Chef de l'OSB en Bulgarie concernant la situation sanitaire grave au Kosovo

Chef de l'OSB en Bulgarie concernant la situation sanitaire grave au Kosovo

Le leader de l'Organisation mondiale de la santé en Bulgarie, Skender Syla, a déclaré que la situation épidémiologique au Kosovo était assez grave et que le nombre élevé de décès était inquiétant. Dans une interview pour Radio Free Europe, il a déclaré qu'un grand nombre de tests, l'isolement et la quarantaine devraient être plus rigoureux, [...]

Dans une interview pour Radio Free Europe, il a déclaré qu'un grand nombre de tests, l'isolement et la quarantaine devraient être plus rigoureux, mettant en œuvre d'autres mesures de précaution telles que garder la distance, nettoyer les mains et porter un masque, écrit Radio Europe libre, diffusé Le journal Shneta.

Radio Free Europe : Comment évaluez-vous l'état de la pandémie au Kosovo, six mois après avoir présenté le premier cas de Coronavirus ?

Skender Syla : À l'heure actuelle, la situation est très grave au Kosovo lorsque le nombre de cas signalés quotidiennement est connu, et cette augmentation significative des cas a augmenté après la libération des mesures, et jusqu'à ce jour, nous avons un rapport de trois séries d'échantillons positifs des échantillons analysés.

L'autre fait que la partie dévastatrice des lits des unités hospitalières est occupée par des patients qui sont traités par les effets de la COVID-19 est encore plus grave dans le système de santé pour traiter d'autres problèmes de santé auxquels la population du Kosovo est confrontée quotidiennement.

Radio Free Europe : Plus de 100 personnes sont mortes au Kosovo ces deux dernières semaines. Comment évaluez-vous cette situation?

Skender Syla : Cet indice est assez troublant, et j'en profite pour exprimer mon réconfort à toutes les familles qui ont perdu leurs proches.

Le Kosovo connaît malheureusement un taux de mortalité relativement élevé et, le 3 septembre, d'après les cas signalés, il y a 320 morts pour 1 million de personnes, ce qui est le plus élevé si on le compare aux États voisins du Kosovo, alors qu'on sait que le Kosovo compte la population la plus récente en Europe, ces chiffres sont inquiétants et pénibles.

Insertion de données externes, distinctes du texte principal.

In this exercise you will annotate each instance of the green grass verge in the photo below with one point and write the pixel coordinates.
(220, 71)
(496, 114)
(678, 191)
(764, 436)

Radio Free Europe: Selon les professionnels de la santé, la majorité des victimes du Coronavirus sont en moyenne âgées de 30 à 50 ans. Comment évaluez-vous ce fait en tenant compte de la nouvelle population du Kosovo?

Skender Syla : Je n'ai pas vu de rapport officiel sur les groupes d'âge des patients qui ont fini fatalement, et leur situation qui aurait pu être associée, donc je ne peux pas commenter les interprétations des professionnels de la santé sur la question.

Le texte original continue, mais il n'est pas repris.